Apa kabarmu?
Apakah kamu merasa kehilanganku karena beberapa hari ini aku tak hadir menyapamu?
Ah, rasanya pertanyaanku terlalu berlebihan, ya kan?
Tentu saja kamu tak merasa pernah kehilanganku, apalagi merindukanku.
Tidak seperti dulu.
Ya, seharusnya aku berpikir dulu sebelum bertanya padamu tadi. Maafkan aku. Seharusnya aku sadar bahwa kata kehilangan dan merindukan adalah dua kata yang hanya cocok buat perasaanku, bukan untuk kamu.
Sayang, menghilangnya aku beberapa hari
ini juga bukan karena aku marah padamu.
Bukan, bukan sama sekali.
Jauhkan pikiran itu jika hal itu sempat melintas dalam benakmu.
Lalu apa
yang menyebabkan aku berdiam beberapa hari ini?
Alasan aku cuma satu,
Sayang.
Karena aku kecewa.
Kecewa pada berbagai alasan penolakanmu,
juga kecewa dengan diriku sendiri.
Beberapa hari ini aku mengisinya
dengan merenung.
Merenungi tiap pembicaraan kita.
Merenungi tiap
penolakanmu yang bagiku lebih seperti duri yang menusukku
berulang-ulang tepat di dada.
Merenungi tiap rengekan dan kata penuh iba dariku yang kemudian selalu kamu jawab dengan satu kata, “mengertilah…”
yang kemudian membuatku benar-benar tak mampu untuk berkata-kata lagi.
Tau kah kamu, sayang, seperih apa
rasanya saat perasaan hati ini tak terbalas?

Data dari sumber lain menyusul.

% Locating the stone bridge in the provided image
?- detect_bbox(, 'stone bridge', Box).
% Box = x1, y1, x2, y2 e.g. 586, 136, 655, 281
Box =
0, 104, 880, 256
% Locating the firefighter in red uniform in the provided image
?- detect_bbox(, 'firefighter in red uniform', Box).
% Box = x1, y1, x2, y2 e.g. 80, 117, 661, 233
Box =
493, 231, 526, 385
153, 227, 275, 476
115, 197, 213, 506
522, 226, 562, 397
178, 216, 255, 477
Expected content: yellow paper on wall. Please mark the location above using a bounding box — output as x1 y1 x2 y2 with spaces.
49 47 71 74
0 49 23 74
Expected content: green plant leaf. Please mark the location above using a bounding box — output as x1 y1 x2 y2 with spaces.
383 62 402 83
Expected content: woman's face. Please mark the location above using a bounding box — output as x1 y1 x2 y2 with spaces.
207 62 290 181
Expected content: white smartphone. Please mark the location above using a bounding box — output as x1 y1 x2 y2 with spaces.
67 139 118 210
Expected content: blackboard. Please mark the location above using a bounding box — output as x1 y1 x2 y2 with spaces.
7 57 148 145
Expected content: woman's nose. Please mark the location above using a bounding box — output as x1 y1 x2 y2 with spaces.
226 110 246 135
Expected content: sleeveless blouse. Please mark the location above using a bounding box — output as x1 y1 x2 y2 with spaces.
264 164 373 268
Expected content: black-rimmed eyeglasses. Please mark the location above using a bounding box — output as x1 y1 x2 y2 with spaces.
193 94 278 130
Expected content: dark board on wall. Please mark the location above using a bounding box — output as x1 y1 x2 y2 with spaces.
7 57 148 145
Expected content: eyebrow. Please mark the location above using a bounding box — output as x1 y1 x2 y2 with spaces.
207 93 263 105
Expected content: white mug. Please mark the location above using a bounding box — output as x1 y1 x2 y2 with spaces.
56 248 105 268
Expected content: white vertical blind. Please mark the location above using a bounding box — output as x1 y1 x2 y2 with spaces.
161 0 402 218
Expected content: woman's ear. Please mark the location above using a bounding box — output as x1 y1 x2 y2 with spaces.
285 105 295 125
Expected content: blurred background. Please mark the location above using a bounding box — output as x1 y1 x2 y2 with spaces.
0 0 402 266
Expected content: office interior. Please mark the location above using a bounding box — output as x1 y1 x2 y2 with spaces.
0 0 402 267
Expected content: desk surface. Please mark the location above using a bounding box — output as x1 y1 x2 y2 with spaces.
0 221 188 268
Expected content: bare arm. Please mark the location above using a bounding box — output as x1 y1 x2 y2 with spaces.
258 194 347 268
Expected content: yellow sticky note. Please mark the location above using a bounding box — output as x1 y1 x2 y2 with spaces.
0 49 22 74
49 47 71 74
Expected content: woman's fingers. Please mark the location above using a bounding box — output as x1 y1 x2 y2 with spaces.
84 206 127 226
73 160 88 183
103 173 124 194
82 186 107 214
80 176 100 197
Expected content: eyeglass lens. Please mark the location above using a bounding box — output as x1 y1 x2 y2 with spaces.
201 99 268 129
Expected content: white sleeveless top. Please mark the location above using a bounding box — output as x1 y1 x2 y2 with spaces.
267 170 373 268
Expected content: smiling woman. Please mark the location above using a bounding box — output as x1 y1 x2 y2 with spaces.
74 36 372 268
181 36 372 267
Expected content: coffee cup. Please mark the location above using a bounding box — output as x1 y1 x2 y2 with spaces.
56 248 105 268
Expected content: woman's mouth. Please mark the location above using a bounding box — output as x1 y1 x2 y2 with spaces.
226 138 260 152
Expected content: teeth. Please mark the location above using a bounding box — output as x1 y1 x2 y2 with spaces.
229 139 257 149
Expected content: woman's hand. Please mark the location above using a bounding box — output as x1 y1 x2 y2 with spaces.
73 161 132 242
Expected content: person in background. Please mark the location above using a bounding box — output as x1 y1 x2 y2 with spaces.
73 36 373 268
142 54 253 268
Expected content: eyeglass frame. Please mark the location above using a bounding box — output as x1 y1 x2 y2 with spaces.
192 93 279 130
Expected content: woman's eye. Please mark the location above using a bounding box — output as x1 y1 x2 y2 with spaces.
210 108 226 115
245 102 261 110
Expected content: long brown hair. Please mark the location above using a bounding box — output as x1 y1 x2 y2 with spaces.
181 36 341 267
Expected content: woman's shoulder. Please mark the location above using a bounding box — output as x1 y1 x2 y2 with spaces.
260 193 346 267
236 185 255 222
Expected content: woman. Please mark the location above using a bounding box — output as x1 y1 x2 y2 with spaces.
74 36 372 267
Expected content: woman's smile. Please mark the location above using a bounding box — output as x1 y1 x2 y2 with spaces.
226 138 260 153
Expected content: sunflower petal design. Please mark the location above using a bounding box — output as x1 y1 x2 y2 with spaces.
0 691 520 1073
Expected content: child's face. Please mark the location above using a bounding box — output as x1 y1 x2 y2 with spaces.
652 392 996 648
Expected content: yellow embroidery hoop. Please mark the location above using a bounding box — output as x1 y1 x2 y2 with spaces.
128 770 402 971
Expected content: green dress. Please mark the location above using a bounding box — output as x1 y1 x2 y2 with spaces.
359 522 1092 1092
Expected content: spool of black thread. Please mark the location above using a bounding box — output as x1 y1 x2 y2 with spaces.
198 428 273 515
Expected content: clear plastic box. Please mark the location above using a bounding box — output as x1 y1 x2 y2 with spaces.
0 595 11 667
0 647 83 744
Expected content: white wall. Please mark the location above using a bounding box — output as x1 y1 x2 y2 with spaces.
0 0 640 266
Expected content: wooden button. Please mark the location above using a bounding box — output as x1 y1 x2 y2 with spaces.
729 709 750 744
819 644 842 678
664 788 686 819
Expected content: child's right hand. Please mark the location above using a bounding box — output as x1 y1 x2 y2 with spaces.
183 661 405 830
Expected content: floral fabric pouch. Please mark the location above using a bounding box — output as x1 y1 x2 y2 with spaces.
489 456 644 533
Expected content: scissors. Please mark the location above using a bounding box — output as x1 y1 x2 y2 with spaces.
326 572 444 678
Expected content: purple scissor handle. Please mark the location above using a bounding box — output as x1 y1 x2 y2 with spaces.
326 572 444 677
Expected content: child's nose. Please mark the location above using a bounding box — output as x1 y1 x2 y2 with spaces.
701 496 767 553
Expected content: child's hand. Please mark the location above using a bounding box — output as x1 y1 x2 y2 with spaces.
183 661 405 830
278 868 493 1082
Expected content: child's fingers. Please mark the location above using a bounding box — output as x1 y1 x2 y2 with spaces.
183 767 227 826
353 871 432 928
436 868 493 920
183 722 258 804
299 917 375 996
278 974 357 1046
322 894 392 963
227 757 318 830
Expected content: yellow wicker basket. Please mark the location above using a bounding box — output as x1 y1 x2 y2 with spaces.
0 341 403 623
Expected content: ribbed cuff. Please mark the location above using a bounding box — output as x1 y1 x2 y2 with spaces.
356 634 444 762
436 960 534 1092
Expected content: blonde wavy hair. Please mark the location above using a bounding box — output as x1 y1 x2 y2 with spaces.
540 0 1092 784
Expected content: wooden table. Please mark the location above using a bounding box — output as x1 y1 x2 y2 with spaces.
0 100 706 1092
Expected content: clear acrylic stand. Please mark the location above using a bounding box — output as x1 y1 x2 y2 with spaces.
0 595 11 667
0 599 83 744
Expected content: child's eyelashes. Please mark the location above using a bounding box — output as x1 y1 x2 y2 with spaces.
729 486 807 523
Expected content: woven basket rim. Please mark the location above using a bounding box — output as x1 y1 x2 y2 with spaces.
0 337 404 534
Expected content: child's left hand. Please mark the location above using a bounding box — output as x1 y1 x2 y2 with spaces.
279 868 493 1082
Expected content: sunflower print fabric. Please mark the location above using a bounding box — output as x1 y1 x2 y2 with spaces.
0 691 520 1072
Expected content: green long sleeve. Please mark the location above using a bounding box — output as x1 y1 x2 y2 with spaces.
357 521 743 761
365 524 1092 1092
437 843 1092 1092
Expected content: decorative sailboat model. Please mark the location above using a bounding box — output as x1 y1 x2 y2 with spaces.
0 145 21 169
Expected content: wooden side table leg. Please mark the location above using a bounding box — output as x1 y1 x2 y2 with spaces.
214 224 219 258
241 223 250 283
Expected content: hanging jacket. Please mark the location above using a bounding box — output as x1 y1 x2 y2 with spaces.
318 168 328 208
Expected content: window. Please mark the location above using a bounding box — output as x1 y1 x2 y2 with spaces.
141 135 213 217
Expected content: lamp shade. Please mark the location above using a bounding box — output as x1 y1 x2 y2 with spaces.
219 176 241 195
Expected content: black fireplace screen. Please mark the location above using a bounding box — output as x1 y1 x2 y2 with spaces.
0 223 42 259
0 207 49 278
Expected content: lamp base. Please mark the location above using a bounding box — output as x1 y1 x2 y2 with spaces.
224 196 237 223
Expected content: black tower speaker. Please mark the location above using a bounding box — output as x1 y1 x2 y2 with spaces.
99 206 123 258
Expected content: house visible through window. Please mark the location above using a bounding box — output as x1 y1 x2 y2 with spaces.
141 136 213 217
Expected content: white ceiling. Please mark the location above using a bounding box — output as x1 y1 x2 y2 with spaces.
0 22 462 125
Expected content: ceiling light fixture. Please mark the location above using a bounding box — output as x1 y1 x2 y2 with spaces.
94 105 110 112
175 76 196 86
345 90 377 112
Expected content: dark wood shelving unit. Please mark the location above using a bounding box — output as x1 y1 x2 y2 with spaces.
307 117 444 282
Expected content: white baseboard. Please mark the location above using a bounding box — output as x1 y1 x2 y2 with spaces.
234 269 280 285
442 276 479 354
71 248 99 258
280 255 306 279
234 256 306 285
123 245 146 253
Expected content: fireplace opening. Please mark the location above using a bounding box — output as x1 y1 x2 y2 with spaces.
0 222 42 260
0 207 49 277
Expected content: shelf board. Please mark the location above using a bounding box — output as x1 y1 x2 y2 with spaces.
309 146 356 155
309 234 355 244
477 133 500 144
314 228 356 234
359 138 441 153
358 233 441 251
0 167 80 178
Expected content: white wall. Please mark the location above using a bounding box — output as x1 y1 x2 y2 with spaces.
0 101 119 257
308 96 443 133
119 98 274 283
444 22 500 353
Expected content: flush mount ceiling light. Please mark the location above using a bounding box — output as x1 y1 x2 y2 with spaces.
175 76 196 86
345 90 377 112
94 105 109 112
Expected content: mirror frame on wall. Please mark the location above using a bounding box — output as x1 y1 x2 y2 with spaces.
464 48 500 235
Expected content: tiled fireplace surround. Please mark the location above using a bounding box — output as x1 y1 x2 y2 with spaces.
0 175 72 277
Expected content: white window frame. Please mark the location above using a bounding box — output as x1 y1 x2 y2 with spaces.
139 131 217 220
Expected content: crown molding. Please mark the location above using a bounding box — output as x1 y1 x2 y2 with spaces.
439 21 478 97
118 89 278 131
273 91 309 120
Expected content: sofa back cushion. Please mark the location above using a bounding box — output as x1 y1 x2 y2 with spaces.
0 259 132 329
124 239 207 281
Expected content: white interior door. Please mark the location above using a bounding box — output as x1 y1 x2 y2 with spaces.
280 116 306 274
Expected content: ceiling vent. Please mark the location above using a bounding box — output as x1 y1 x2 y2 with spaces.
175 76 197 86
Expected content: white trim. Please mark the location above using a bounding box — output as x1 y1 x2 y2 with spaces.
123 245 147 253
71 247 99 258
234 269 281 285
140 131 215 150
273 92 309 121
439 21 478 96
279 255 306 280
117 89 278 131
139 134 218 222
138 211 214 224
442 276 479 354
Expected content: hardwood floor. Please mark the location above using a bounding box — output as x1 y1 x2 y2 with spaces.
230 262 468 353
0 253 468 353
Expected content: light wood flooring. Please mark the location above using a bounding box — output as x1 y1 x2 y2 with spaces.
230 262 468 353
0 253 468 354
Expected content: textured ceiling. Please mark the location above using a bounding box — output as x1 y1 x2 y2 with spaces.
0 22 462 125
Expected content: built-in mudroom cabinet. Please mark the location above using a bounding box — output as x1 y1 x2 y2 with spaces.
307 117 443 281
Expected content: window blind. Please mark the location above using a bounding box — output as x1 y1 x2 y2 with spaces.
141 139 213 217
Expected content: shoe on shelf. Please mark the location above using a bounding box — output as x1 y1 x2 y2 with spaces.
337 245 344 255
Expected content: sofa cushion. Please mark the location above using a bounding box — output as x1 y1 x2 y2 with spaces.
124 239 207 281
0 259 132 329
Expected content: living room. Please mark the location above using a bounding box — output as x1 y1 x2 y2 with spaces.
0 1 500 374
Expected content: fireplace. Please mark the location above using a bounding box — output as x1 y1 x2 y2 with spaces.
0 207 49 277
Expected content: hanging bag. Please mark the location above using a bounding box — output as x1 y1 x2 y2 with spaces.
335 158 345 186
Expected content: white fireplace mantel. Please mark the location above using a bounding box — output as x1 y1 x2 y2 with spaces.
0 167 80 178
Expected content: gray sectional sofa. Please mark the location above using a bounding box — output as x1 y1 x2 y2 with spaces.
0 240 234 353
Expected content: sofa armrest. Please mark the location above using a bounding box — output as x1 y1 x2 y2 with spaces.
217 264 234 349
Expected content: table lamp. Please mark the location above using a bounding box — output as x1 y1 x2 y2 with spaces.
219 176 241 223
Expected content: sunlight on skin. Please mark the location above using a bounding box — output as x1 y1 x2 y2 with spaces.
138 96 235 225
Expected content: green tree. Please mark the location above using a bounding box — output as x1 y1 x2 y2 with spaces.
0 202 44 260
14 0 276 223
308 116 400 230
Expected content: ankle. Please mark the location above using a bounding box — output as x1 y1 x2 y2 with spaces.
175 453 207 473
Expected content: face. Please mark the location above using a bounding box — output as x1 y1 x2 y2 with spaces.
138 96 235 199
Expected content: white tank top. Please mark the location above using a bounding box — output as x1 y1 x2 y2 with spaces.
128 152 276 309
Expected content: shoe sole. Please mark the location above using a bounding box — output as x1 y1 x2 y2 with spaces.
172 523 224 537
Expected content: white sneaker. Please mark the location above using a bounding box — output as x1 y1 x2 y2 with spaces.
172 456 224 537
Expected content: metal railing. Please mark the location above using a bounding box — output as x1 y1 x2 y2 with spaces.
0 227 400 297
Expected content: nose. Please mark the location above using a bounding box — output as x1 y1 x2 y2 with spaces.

Menantikan sesuatu yang tak
kunjung datang?
Menghabiskan hari demi hari dengan perasaan rindu yang
kerap datang bertubi?
Menebak-nebak apakah kamu punya perasaan yang sama
dengan yang aku rasakan selama ini?
Lalu, terlalu berlebihankah jika
kemudian aku ingin bertemu denganmu dalam ketidaksengajaan waktu?
Tak bolehkahku ingin memperpajang waktu berbincang
denganmu kala aku punya kesempatan?
Terlarangkah bagiku bila ingin
tau apa yang ada dalam hatimu, sayang? Dalam pikiranmu?
Tak bolehkah aku
tau setitik apapun perasaan yang ada dalam benakmu? Tak bolehkah?